In the face of mounting international pressure to quit Lebanon, senior Syrian officials pointed to instances in which their government has been helpful in combating terrorism and promised still more. But protesters were back en masse in Lebanon's capital Tuesday, vowing to keep up their daily demonstrations until the thousands of Syrian troops leave. Meanwhile, at a conference in London, Secretary of State Condoleezza Rice and French Foreign Minister Michel Barnier said the Lebanese "want to be masters of their own state" and that "it is very clear" that Syrian interference in Lebanon must end.

With the pro-Syrian government of Prime Minister Omar Karami resigning Monday, the protesters in Beirut shifted their focus to demand that President Emile Lahoud do the same. Opposition leaders are expected to call Wednesday for the resignations of government security chiefs as well, plus a new government of persons not already running in the general election in May.

Palestinian Authority President Mahmoud Abbas renewed a commitment to end terrorist violence by reforming his security forces. But the difficulty in achieving that goal was underscored in the West Bank, where angry militants tried to force his interior minister to cut short a visit to Jenin and leave immediately. Earlier, a car bomb was discovered near Israeli targets there and was detonated under controlled conditions.
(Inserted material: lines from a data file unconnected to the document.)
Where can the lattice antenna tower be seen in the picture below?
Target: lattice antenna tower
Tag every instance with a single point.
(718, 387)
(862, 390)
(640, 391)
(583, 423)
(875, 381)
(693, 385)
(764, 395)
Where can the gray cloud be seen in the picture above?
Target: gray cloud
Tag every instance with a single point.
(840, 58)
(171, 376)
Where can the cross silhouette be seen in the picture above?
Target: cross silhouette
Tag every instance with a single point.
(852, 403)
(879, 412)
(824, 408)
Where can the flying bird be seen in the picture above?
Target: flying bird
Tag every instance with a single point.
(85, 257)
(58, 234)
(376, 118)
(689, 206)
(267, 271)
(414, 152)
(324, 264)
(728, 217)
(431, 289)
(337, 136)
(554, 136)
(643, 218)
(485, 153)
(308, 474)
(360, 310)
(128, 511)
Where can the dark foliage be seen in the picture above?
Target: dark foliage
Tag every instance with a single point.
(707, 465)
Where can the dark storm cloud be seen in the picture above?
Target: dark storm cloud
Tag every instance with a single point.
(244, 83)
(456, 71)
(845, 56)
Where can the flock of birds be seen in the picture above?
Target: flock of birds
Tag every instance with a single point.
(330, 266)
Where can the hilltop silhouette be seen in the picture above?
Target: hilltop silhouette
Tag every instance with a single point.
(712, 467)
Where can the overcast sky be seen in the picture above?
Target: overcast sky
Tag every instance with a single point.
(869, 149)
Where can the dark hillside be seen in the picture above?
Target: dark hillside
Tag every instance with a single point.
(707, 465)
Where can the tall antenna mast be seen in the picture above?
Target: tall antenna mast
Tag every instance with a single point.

Immigration officers in Malaysia began the roundup of illegal aliens threatened by the government. At least 131 people were arrested within hours after an amnesty ended Monday. As many as 400,000 immigrants accepted the amnesty and returned home - most of them to neighboring Indonesia - with the pledge that they may return if they obtain the identity documents required by authorities. Those caught staying behind forfeit that opportunity.

In a massive turnout, voters in Burundi OK'd a new Constitution that guarantees majority rule while respecting minority rights. Ninety percent of registered voters participated, elections officials said, and 91 percent said "yes" to reversing the current situation, in which Tutsis have dominated since independence in 1962. They and the Hutu majority have fought a civil war for the past 11 years.